"Kahvaltı yapmamız gerek..." diye mırıldandım zorla. Onu durdurmak içimden gelmiyordu ama acıkmıştım.
"Tamam güzelim." deyip kalktı üzerimden.
Berk'e gülümseyip mutfağa gittim. Berk burda yaşamaya başlayalı bir hafta olmuştu.
Böyle olacağını biliyordum. Nerdeyse yataktan çıkmıyorduk. Okula bile geç gidiyor, hatta bazen asıyorduk.
Hiç şikayetçi değildim. Her anımı onunla geçirmekten, sadece onunla zevkin doruklarını yaşamaktan hiç şikayetçi değildim.
Berk'le kahvaltımızı yaptıktan sonra okula gittik. Tabii ki geç kalmıştık. Ama bunu önemsemiyorduk.
"Derse girmesek mi acaba?" dedi Berk.
"Saçmalama Berk. Sınıfta kalmak istemiyorum." dedim deli gibi onu isteyen tarafımı bastırarak.
Berk'in somurtması eşliğinde derse girdik.
***
Berk sonunda konuşmasını bitirip yanıma geldiğinde ona baktım.
"Bebeğim, sen eve git. Ben geleceğim." dediğinde tek kaşımı kaldırdım.
"Neden?"
"Bizim tayfadan Batu'nun başı dertteymiş. Adamları kavgaya çağırmış. Biz de onu yalnız bırakacak değiliz."
Nedense çok inanılır gelmemişti. Yine de çok takmadım ve dudağına bir öpücük bırakarak eve geldim.
Anahtarla kapıyı açıp salona girdiğimde gördüğüm manzara beni şaşırtmıştı.
"Sen kimsin?" dedim salonun ortasında duran kıza.
"Meşhur sürtüğümüz de gelmiş." dedi kız sırıtarak.
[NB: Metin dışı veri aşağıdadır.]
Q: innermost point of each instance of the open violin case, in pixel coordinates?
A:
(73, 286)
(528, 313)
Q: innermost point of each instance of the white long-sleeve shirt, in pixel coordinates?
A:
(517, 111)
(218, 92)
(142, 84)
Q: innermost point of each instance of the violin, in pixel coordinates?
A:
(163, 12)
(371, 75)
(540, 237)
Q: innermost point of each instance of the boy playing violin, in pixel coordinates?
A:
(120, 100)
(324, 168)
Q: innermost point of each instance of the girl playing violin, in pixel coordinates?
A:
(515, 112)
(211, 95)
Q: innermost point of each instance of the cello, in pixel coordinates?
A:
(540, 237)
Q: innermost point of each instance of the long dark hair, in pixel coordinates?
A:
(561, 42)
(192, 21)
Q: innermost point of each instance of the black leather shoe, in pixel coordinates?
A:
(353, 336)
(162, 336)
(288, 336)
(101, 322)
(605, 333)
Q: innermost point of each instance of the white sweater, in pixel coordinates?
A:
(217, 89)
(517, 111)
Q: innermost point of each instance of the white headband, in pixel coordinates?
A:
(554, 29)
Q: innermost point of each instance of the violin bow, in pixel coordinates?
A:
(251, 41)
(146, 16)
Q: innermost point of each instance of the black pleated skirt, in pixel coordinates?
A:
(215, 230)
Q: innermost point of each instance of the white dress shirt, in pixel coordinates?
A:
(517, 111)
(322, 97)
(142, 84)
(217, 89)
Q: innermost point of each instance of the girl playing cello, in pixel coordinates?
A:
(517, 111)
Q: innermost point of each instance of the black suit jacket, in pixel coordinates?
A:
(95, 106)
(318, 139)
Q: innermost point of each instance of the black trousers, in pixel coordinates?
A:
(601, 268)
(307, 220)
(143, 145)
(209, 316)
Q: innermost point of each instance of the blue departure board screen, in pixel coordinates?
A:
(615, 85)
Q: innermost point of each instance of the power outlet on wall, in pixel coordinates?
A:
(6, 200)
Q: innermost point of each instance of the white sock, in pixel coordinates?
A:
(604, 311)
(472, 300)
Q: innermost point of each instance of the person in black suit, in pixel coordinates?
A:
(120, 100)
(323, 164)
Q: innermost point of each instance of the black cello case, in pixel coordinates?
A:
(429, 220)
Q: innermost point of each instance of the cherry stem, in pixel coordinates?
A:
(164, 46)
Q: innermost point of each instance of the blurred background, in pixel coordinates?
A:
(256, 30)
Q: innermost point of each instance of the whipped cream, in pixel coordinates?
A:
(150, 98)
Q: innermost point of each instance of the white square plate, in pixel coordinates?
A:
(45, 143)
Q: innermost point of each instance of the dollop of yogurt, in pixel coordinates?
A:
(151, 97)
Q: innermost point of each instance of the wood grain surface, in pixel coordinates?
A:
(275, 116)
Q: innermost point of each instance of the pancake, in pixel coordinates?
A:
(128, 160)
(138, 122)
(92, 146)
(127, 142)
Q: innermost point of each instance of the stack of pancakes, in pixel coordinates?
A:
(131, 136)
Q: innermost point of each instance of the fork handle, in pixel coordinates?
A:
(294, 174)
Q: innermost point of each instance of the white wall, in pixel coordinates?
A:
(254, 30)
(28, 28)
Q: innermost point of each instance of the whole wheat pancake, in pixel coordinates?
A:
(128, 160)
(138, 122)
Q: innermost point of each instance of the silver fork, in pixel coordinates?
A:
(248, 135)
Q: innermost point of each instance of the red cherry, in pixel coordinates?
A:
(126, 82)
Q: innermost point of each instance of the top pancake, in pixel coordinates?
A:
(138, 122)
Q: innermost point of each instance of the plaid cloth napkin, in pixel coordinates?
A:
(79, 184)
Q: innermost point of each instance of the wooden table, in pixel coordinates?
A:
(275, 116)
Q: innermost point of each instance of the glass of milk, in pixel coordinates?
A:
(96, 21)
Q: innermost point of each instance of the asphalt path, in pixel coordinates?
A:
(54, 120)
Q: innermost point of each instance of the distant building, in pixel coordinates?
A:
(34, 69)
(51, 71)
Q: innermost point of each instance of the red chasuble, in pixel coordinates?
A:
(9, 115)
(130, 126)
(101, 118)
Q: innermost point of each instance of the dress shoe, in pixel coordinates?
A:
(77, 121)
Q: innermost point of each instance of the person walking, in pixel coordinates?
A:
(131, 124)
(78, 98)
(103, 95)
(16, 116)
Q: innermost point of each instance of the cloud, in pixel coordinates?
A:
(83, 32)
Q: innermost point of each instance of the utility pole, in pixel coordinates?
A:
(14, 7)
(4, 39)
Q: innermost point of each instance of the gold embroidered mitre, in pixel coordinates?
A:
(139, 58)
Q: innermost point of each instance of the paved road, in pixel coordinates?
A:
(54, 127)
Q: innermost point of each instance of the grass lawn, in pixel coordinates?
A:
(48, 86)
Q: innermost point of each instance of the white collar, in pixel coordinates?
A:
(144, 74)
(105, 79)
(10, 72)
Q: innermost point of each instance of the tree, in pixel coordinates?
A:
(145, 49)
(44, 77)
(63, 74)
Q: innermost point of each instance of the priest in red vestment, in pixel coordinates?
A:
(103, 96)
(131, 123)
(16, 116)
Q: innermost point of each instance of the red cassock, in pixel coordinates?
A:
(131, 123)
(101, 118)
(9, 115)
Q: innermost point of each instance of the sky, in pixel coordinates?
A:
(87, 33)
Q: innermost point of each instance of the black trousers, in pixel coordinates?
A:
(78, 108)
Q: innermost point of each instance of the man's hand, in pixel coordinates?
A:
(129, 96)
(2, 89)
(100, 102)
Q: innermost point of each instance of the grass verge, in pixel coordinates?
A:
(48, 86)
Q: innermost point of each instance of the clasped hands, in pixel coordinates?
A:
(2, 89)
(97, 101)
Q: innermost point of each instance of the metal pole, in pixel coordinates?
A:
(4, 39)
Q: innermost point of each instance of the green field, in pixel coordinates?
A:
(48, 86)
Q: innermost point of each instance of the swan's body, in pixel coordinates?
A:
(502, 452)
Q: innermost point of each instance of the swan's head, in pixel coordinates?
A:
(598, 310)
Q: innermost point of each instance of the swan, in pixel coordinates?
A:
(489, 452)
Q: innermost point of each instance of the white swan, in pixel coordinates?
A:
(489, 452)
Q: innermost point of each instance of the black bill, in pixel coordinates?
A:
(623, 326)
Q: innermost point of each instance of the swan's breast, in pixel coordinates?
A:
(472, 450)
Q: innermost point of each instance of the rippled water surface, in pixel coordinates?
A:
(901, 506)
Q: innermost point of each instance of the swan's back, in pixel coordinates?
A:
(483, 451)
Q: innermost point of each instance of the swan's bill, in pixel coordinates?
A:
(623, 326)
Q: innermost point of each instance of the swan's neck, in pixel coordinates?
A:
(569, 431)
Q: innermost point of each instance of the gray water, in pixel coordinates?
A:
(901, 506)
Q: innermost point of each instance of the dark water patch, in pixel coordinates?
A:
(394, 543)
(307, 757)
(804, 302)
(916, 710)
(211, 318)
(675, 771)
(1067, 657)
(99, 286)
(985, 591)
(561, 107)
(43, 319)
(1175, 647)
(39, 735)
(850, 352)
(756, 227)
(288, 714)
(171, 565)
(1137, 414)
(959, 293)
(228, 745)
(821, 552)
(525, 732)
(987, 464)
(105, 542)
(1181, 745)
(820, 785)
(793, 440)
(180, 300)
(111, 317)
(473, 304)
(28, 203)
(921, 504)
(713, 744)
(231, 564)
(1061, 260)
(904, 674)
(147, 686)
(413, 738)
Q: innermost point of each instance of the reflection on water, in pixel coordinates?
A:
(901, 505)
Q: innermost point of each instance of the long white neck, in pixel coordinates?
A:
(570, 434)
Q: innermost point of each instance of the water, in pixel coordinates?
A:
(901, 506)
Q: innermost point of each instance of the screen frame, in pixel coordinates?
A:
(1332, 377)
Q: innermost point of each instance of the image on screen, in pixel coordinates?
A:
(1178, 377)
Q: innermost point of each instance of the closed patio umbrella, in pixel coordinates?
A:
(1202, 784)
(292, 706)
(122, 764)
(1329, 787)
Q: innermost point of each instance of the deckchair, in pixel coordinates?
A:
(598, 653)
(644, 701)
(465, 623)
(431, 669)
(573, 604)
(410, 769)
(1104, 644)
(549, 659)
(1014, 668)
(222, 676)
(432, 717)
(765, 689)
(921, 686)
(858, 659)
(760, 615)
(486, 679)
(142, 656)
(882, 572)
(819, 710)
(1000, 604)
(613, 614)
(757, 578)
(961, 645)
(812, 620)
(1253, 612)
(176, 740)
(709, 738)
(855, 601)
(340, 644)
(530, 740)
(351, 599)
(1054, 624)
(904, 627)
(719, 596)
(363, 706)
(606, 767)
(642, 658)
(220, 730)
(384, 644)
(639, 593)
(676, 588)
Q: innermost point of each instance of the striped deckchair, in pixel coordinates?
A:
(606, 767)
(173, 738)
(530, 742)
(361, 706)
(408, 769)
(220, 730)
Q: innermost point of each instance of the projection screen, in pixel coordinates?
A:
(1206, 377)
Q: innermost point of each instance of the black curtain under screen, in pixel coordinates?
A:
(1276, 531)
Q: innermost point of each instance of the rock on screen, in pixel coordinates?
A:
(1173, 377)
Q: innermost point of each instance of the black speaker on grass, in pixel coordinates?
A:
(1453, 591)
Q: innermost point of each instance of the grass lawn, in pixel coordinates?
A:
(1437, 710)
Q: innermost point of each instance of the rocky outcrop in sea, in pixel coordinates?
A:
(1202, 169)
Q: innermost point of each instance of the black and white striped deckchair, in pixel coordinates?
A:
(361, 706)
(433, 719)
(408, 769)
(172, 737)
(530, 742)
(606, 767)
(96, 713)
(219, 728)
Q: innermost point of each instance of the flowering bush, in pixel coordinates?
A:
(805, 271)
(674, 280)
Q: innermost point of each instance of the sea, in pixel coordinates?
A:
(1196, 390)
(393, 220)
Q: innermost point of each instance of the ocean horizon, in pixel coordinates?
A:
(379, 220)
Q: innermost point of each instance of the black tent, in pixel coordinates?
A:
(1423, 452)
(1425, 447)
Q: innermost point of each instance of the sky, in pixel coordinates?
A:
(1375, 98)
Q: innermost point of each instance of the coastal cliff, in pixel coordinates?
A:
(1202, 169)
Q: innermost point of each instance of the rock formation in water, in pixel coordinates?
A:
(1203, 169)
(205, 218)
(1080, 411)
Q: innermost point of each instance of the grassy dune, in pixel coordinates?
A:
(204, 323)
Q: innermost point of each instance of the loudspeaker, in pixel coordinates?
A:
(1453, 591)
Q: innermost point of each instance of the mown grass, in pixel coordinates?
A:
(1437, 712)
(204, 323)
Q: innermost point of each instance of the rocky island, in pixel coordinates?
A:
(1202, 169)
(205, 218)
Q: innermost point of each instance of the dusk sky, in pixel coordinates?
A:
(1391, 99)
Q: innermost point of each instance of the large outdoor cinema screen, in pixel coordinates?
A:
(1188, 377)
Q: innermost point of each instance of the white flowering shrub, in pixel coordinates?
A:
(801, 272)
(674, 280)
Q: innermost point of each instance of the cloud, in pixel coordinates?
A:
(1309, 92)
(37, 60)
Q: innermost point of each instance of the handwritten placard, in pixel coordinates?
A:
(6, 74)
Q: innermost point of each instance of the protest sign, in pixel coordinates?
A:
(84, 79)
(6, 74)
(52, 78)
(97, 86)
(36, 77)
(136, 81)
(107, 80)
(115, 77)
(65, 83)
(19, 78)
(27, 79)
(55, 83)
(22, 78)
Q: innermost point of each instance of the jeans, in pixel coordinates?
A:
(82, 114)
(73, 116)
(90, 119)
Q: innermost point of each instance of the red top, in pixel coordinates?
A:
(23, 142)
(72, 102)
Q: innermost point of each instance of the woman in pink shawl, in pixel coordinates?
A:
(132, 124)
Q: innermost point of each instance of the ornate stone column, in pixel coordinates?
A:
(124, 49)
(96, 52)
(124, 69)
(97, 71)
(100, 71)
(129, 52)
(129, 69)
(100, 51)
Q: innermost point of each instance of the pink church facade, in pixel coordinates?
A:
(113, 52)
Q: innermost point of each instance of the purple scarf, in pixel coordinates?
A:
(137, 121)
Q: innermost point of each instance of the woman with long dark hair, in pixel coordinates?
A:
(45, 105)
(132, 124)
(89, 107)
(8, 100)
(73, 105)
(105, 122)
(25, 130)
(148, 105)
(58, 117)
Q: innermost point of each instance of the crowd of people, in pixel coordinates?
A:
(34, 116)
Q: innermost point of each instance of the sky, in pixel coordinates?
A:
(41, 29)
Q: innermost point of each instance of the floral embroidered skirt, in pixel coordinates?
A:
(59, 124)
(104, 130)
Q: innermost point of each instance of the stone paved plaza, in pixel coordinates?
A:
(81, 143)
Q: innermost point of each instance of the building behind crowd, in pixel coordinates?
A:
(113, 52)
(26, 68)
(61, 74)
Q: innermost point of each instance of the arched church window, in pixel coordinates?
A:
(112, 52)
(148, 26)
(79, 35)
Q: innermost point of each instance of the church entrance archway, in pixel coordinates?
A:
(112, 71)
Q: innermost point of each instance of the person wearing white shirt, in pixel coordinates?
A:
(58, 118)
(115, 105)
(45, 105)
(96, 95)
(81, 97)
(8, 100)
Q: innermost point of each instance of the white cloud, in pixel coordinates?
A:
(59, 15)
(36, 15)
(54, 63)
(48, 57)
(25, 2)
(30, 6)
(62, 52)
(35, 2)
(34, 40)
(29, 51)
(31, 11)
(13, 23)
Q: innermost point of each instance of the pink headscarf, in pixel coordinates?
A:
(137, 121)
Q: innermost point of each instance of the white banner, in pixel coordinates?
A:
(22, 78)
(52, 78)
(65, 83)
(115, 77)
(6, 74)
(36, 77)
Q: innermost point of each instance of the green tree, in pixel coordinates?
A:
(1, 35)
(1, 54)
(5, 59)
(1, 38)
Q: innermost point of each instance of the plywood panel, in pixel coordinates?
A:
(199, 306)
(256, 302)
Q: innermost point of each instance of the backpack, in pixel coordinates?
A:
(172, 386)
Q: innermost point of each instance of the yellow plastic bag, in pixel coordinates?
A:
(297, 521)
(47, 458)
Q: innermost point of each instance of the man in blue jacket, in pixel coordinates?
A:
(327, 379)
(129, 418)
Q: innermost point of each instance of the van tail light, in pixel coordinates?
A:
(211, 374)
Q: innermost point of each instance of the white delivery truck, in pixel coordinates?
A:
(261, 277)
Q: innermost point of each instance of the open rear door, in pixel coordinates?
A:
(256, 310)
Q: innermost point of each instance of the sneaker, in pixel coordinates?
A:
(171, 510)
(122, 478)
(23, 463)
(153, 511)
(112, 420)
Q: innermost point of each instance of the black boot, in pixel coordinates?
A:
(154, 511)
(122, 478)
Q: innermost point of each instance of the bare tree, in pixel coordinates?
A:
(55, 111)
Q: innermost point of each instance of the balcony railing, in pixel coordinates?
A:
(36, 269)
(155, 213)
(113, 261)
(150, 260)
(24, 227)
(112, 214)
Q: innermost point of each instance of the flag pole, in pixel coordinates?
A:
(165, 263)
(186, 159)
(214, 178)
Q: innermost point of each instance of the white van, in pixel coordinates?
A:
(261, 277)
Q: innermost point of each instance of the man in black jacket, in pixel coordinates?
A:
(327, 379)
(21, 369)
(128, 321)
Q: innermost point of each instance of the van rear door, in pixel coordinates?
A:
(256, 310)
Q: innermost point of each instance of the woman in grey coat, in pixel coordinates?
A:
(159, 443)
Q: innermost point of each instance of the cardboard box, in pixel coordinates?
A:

"Konuşmak istediğin bir konu yoksa siktir git." dedim kısa kesmesini isteyerek.
"Kim olduğumu biliyor musun?"
"Önemli biri olsaydın bilirdim." dedim.
Kız bu sefer daha çok sırıtmaya başladı.
"Ben Berk'in sevgilisiyim."
Dediği şey üzerine kendimi tutamadım ve büyük bir kahkaha patlattım.
"Ne kadar komiksin." dedim hala gülerek.
"Evet Berk şu an seninle yatıyor olabilir. Ama seninle yatmasının nedenini söyleyeyim mi? Seni kullanıyor."
Kızın söyledikleri hala dikkatimi çekmezken boş boş bakmaya devam ettim.
"Berk beş parasızın teki. Ve senin paranı kullanmak için yavaş yavaş kendine bağlıyor seni. Paranı da aldıktan sonra bana geri dönecekti. Ama gerek kalmadı çünkü ihtiyacımız olan parayı ben buldum bile."
Boş boş bakan suratımın yerini çatık kaşlarım aldı. Ama hala bu kıza inanmam için bir sebep yoktu.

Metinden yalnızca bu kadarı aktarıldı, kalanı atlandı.